The only reason any of this is worth mentioning is to note the types of responses from those who work closely around the league. Sports writers have had especially interesting reactions. Some blame Stern, some side with the players, some get in tune with European ball in the hopes to be on the front row when players decide to fly over the pond. Others are angry and sling mud (particularly at the owners). You see the introverted types writing narratives about their relationship to the game, and many resort to just watching old games or finding different basketball outlets to fill their void.

The common thread, though, that I have seen, is a knee-jerk, tongue-in-cheek response that is beginning to get a little annoying.

The same thing happens in politics, or religion, or social issues. When you get tired of talking about it, you pretend like you’re above it regardless of what happens. Today tweeters were slinging mud at George Cohen, the federal mediator brought into to help negotiate between the players and owners. I found it strange, and no better than the fans in Cleveland last year burning Lebron’s jersey.

The childish reactions seen around the web are a result of fear. For most of the writers in the conversation, this is their livelihood. It’s not only their emotional and psychological resting place, but it is a means for some income. Put differently, it is our identity.

The NBA is different than the NFL and major league baseball because it is a niche, and a pretty small one compared to the aforementioned. There is safety when the season is up and running and we all tweet back and fourth about one of us who is in a press conference after a game. We (the nerds) rely on each other to build our confidence. We geek out on each others work, and receive group therapy in the tweet-o-sphere. Problem is, with no games to be played, that comeradarie is at stake. The identity is at stake.

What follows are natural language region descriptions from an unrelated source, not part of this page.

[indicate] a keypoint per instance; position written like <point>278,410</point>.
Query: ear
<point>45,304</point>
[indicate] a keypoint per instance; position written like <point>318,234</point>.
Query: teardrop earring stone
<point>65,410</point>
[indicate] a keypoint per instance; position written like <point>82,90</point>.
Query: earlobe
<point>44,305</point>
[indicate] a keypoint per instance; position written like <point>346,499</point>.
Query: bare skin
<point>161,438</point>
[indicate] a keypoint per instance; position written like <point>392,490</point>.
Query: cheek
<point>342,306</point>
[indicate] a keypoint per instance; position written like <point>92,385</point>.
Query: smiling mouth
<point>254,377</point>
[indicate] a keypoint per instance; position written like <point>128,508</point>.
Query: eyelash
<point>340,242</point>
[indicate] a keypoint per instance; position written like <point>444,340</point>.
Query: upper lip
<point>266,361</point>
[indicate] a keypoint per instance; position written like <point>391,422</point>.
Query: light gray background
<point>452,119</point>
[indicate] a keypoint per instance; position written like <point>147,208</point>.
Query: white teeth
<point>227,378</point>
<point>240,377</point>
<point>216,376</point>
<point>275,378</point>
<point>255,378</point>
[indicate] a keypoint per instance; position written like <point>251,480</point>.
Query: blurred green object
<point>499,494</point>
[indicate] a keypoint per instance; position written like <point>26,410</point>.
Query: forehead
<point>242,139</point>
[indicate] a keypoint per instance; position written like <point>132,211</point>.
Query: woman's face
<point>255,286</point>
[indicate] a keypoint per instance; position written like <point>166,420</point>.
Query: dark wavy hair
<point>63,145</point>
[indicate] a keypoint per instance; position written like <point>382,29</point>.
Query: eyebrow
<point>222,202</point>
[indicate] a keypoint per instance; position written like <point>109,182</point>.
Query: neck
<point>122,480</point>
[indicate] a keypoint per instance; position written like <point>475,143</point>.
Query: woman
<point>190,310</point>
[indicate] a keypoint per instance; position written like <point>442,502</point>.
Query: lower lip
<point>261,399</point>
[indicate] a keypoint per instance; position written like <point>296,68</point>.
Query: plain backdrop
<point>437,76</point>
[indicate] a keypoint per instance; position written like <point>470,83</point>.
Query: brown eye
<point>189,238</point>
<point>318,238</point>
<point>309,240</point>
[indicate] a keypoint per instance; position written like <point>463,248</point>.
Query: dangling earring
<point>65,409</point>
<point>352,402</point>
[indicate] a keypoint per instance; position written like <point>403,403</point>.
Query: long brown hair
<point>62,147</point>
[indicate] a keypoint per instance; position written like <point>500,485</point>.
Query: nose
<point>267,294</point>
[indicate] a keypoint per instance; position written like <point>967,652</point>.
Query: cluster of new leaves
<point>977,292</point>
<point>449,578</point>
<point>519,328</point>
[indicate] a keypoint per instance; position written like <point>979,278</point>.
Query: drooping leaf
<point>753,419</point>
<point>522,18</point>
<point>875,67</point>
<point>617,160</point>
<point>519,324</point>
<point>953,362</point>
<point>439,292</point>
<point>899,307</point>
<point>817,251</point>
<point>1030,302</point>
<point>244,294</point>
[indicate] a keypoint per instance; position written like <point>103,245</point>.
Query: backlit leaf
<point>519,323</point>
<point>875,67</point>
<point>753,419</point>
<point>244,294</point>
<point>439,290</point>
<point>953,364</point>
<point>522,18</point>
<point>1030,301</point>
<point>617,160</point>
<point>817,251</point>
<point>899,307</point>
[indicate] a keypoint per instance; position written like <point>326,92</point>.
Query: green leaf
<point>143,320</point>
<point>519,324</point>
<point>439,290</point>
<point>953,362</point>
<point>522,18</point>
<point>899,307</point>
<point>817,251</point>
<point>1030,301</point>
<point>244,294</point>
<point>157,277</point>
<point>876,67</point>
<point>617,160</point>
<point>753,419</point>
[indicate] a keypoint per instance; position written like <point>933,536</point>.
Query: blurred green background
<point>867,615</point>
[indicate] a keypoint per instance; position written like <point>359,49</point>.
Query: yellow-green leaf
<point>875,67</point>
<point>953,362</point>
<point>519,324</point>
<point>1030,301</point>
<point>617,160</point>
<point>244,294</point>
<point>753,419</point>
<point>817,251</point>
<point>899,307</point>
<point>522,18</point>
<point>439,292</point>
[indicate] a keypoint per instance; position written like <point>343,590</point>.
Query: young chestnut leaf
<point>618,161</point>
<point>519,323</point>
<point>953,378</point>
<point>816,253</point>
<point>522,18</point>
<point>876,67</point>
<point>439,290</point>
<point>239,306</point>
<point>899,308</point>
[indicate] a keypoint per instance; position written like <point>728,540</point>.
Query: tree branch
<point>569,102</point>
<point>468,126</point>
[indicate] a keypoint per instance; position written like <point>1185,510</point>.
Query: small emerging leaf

So we jab, poke, prod, conjecture, assume, blame, and make light of the way it all unfolds. We’re like a bunch of pissed off twenty-somethings who want tax breaks, peace, and a green world with a fair (for us) economy. When things don’t go our way we bitch and moan and then turn on Jon Stewart and pretend it’s all a big joke anyway.

This is what it’s like when your back is against the wall, and it’s a pretty natural reaction. Writers need something to write about, and it’s certainly a shame for NBA writers that the season is in jeopardy. But how should we respond? What would be the upstanding, integrity-filled reaction?

Sure, we want to keep our readers, keep them interested, and keep them entertained. So my hope is to start being smarter about the way I approach the lockout. I, for one, will not sling mud, or speculate, or hold it against someone in particular (specifically the newest guy who is trying to fix the problem.)

My guess is if we (writers) continue to lift each other up, support, create, and collaborate, we will make it through this lockout and come out better men and women on the other side.